This study shows that frailty, the Charlson Comorbidity Indicator, and the transplantation type proved to be independent risks factors for the occurrence of postoperative complications after kidney transplantation. Out of these three, frailty has been shown to be the most influential factor. Identifying frail patients, especially when receiving a deceased donor kidney, can be an important step in managing postoperative complications. In recent years, frailty has gained an increased interest as a predictive tool for the outcome after (major) surgical procedures by accurately and easily measuring the patient's physiologic reserves and the ability to cope with surgical stressors. Previous research has shown the predictive power of frailty in various medical contexts but an investigation of the prognostic capacities of frailty for complications after kidney transplantation, measured by a simple questionnaire, is still difficult to be efficiently implemented. Frailty is a complex status consisting of several components and domains. Usually, these domains are separately tested in which the sum of these tests determine the degree of frailty. This approach may be time‐consuming, affecting the clinical applicability and usability. The GFI is certainly not the holy grail when it comes to measuring frailty but covers most areas and appears to be strongly correlated to postoperative outcomes. This, combined with the user's convenience, enables the clinician to determine frailty relatively simple and be informed on the postoperative risks. Regarding kidney transplantations, there is a 61% higher risk (P = 0.002) of early hospital readmission (≥1 hospitalization within 30 days after post‐transplantation hospital discharge) for frail patients compared to nonfrail recipients 15 as well as a more than twofold increased risk of mortality 16. Also, there appears to be a relationship between delayed graft function in kidney transplant recipients and frailty, which could be related to the chronic inflammatory processes seen in frail patients 17. Additionally, frailty status has been shown to support the mortality prediction for patients with advanced kidney disease and the shared decision‐making about commencing dialysis in these patients 18.

The phenotype of the frail patient seems related to the increased inflammatory state 3 and a decreased immune function 19 including elevated cortisol levels 20, which is a likely explanation for a delayed recovery and increased risk for postoperative complications.

Because of a continuing shortage of donors, there is a growing pressure on the waiting list for suitable organs. Additionally, the demand for kidney transplantations is constantly growing due to the demographic development of our society. More elderly people are therefore considered more prone to chronic and end‐stage kidney disease requiring transplantation. Having a tool that helps to quickly and efficiently assess the postoperative risks after kidney transplantation is essential for improving the optimal treatment of the patient as well as optimizing time management and therefore effectiveness and hospital capacities.

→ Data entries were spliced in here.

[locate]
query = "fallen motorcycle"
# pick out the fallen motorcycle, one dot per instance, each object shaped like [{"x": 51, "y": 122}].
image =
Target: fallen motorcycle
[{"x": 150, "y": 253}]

Frail patients can be supported by preventive measures in order to reduce the occurrence and severity of the expected complications, thereby improving the medical outcome. These measures can include for example preoperative conditioning, consisting of exercise intervention programs that improve functional outcomes, also known as the concept of prehabilitation 21, 22. Optimization of nutrition prior to surgery, combined with early mobilization after surgery 23, might also help to reduce the risks of frail patients, which are often anemic, malnourished, and hypoalbuminemic 24. Implementation of such measures, based on the result of frailty assessment as part of the preoperative process and a more individualized and adjusted healthcare system, could significantly help to improve the short‐term outcome after kidney transplantation and increase its efficiency, by for example optimizing the expected length of stay. Interestingly, in our cohort, frailty did not lead to significantly more CV or pulmonary complications, redo surgery, or death. The increase in CCI‐score was mainly determined by Clavien–Dindo grade 1 complications, which consist of any deviation from the normal postoperative course without the need for pharmacological treatment or surgical, endoscopic and radiological interventions, except for antiemetics, antipyretics, analgesics, diuretics drugs, electrolyte supplementation, blood transfusion, total parental nutrition, and physiotherapy. Most likely this is caused by the high number of living donor recipients and it is expected that this number will be higher among frail deceased donor recipients.

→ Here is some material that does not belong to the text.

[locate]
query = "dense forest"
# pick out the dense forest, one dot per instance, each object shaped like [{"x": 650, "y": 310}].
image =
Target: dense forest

With the previously demonstrated effect of frailty on mortality and early hospital readmission after kidney transplantation 15, 16 and our results of the increased surgical complication risk, frailty should play an important role in patient evaluation and preparation.

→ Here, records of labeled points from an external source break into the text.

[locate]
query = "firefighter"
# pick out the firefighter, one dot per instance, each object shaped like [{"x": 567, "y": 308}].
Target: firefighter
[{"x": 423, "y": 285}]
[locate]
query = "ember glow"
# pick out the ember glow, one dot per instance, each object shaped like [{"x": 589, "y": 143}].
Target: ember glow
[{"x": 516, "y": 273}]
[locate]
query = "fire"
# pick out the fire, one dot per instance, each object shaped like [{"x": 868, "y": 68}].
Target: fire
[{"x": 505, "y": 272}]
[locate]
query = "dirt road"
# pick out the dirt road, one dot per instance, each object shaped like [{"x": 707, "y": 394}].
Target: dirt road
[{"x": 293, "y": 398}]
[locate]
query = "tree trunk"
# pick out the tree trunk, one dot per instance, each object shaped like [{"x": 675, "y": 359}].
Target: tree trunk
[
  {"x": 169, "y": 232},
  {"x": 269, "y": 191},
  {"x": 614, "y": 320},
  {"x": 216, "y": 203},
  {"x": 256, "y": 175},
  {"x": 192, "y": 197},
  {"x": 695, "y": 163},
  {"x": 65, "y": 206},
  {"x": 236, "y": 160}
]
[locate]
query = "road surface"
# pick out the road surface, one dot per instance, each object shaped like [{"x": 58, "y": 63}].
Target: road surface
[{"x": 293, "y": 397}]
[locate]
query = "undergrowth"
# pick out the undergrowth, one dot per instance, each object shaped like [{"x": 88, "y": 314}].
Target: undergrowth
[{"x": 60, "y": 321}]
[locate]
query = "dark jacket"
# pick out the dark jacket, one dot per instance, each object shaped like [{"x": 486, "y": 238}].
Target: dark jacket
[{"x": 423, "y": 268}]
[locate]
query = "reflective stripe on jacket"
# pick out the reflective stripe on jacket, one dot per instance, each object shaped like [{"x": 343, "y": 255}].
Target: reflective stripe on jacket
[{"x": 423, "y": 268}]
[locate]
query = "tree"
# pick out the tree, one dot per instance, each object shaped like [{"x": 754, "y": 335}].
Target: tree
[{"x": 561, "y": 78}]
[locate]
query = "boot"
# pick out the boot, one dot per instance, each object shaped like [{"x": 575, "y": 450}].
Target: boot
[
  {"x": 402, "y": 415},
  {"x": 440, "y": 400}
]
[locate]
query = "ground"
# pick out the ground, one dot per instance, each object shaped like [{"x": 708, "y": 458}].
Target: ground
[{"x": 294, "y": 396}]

Our study has several limitations that need to be addressed. First, only the 30‐day outcome has been analyzed, whereas a long‐term observation might be more conclusive. Second, quality of life of the patient has not been taken into consideration, even though it might have more impact on the patient than surgical complications alone. Third, with the GFI, we made a reliable estimate of the degree of frailty but cannot rule out that we have missed certain components. However, we believe that the usability outweighs the risk of over‐ or underestimating frailty. Also, even though the specificity is relatively low, the profit that can be achieved is very high. Fourth and final, although we prospectively and consecutively included our patients, we missed a number of (complete) GFI forms, of mostly deceased transplantation recipients. This appears to be due to the variable, unplannable and often nightly times on which patients were admitted to the hospital and the reduced staff capacity prior to surgery. Because of the risk of bias, we decided to refrain from determining the GFI after surgery at the time this was noticed. Unfortunately, this has also led to a skewed distribution between living and deceased kidney transplantations. In general, living donor recipients are in a better state of health with less need for dialysis. This will in all likelihood have led to an underestimation of frailty in our population and we expect an even greater effect of frailty in the deceased kidney transplant program. Our team is continuing to work on this project by increasing the number of patients and future studies will have focus on long‐term outcome and an even more detailed approach on frailty (bioimpedance, nutritional status, grip strength) in kidney transplant recipients.

Conclusion

Frailty is an independent predictor for the 30‐day postsurgery outcome after kidney transplantation, causing a 13.4‐point Comprehensive Complication Index increase even after adjusting for important confounders and risk factors. Frailty should be considered an important prognostic preoperative tool for kidney transplantations and be part of patient evaluation and preparation.

Authorship

LS: acquired the data and was involved in data analysis, interpretation, writing the manuscript and contributed to the final adjustments after critically revising it for intellectual content. MEM: was involved in data analysis, interpretation, and contributed to the final adjustments to the manuscript after critically revising it for intellectual content. GJN‐M: contributed to the final adjustments to the manuscript after critically revising it for intellectual content. SPB: contributed to the final adjustments to the manuscript after critically revising it for intellectual content. SJLB: contributed to the final adjustments to the manuscript after critically revising it for intellectual content. RAP: conceived the study and its design, acquired the data, and was involved in data analysis, interpretation, and writing the manuscript.

Funding

The authors have declared no funding.

Conflict of interest

The authors have declared no conflicts of interest.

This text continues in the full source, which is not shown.